Recently, a Goldman Sachs survey was leaked online: some foreign capital Funds have turned optimistic about Chinese Stocks and have begun Shareholding in Chinese consumer stocks.
The leaked survey contains significant information, specifically in several aspects:
1. Goldman Sachs stated that European emerging market Funds have begun to further reverse their attitude towards Chinese Stocks, especially some Funds that are underweight in the Chinese market, seeking to gradually increase Shareholding in Chinese consumer stocks.
Goldman Sachs data shows that since January 2025, bulls have been increasing positions in certain Hong Kong stocks in consumer staples.
2. Goldman Sachs' research found that investors generally tend to believe that China's economy and consumption will gradually recover and expect more substantial policies.
In the past few months, the consumer confidence index in China has shown a stabilization trend, and housing prices have also rebounded, but investors are still closely monitoring the strength of future demand recovery.
Goldman Sachs pointed out that the consumer confidence index slightly improved in January, which is a Bullish Signal for consumption recovery, but the strength still needs to be observed, as investors focus on substantive improvements in demand.
Goldman Sachs believes that the sentiment of recovery in China’s Consumer sector has stabilized, and the earnings cycle may welcome a revaluation.
Goldman Sachs found that thanks to cost reduction and efficiency improvement by companies, signs of profit recovery have emerged in some niche industries. In addition, more cautious capital expenditures from 2024 to 2026 will benefit the improvement of supply and demand in the industry, favorable competition landscape, and drive the profit rebound.
Goldman Sachs believes that after a round of value reassessment for Chinese Technology stocks, the Consumer sector remains 'underperforming', and funds may exhibit rotation.

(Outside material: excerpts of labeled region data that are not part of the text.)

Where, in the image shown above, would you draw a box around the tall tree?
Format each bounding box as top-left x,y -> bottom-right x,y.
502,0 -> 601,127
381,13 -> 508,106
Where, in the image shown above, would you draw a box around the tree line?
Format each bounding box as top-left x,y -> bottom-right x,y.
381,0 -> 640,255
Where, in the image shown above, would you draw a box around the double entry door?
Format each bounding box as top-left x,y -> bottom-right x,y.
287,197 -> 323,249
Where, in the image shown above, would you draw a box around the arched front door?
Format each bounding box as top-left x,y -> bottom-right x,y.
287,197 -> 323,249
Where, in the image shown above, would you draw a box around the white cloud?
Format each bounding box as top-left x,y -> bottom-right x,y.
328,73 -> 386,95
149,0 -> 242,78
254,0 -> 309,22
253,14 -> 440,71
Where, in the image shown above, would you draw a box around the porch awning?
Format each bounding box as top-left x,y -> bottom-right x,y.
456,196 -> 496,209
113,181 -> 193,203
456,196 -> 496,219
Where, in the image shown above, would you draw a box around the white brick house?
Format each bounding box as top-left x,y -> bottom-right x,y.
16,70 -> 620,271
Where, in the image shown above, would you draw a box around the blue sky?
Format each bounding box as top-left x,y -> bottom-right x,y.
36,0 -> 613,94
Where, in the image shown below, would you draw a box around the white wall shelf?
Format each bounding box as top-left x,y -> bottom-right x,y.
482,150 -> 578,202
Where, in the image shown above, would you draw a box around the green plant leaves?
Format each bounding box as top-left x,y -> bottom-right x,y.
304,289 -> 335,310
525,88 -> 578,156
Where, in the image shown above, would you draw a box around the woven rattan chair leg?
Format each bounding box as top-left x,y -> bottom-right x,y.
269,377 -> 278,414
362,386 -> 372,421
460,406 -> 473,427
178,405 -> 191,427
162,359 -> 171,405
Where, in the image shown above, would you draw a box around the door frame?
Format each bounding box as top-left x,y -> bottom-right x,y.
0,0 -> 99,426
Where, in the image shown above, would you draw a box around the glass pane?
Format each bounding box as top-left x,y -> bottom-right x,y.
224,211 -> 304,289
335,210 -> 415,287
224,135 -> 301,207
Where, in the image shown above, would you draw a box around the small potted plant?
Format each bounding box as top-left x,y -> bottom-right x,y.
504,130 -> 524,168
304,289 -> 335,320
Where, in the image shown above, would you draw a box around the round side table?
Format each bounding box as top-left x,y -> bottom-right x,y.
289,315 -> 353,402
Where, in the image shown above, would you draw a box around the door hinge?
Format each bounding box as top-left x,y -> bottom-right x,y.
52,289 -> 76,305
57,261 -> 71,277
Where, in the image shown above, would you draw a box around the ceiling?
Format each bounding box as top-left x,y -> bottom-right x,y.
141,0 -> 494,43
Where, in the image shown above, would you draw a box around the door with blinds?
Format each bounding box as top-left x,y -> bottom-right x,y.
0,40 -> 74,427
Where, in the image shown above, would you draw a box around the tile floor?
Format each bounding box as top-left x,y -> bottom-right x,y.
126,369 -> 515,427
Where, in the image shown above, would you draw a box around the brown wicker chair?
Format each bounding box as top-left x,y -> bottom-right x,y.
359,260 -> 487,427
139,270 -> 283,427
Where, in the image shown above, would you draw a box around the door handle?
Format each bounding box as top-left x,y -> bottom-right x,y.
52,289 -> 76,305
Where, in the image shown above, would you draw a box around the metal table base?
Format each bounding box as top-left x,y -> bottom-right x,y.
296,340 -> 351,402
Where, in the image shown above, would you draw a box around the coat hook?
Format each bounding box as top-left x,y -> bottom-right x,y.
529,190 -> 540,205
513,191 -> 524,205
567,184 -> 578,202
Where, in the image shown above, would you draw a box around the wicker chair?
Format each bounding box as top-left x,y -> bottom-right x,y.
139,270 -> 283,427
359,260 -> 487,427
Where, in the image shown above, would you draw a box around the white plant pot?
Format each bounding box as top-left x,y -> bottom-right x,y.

Regarding the current market, Zheshang pointed out that the market fluctuated upward this week, with major broad-based indices showing a mixed trend. Large Consumer and Large Financial sectors generally rose, while the TMT sector's momentum slowed down. The market situation has clearly shown diffusion driven by policy, gradually shifting from the earlier 'Chinese Technology Revaluation' to 'Chinese Asset Revaluation'. Looking forward, it is expected that the weighted indices will continue to fluctuate upward, leading the overall market upward, with a target aimed at the upper edge of the previous Large Cap Range (where the two peaks of the SSE Composite Index were located on November 8 and December 10 of last year). The Growth Index will likely undergo a 'strong consolidation' under the care of the weights. In terms of configuration, based on the judgment that 'weighted indices break through to lead the market forward, and the Growth Index consolidates under protection', it is recommended that investors continue to adjust their portfolio structure, following the 'buy low sell high' principle, shifting holdings in previously overstretched Technology sectors to the relatively underperforming Large Financial and Large Consumer sectors this year. In addition, due to the weighted indices exceeding expectations, it is difficult for the market to offer a comfortable 'pullback entry point', so it is suggested that investors select symbols from the Large Financial and Large Consumer sectors that have relatively lagging performance this year and look for opportunities to increase allocation during rapid index consolidation.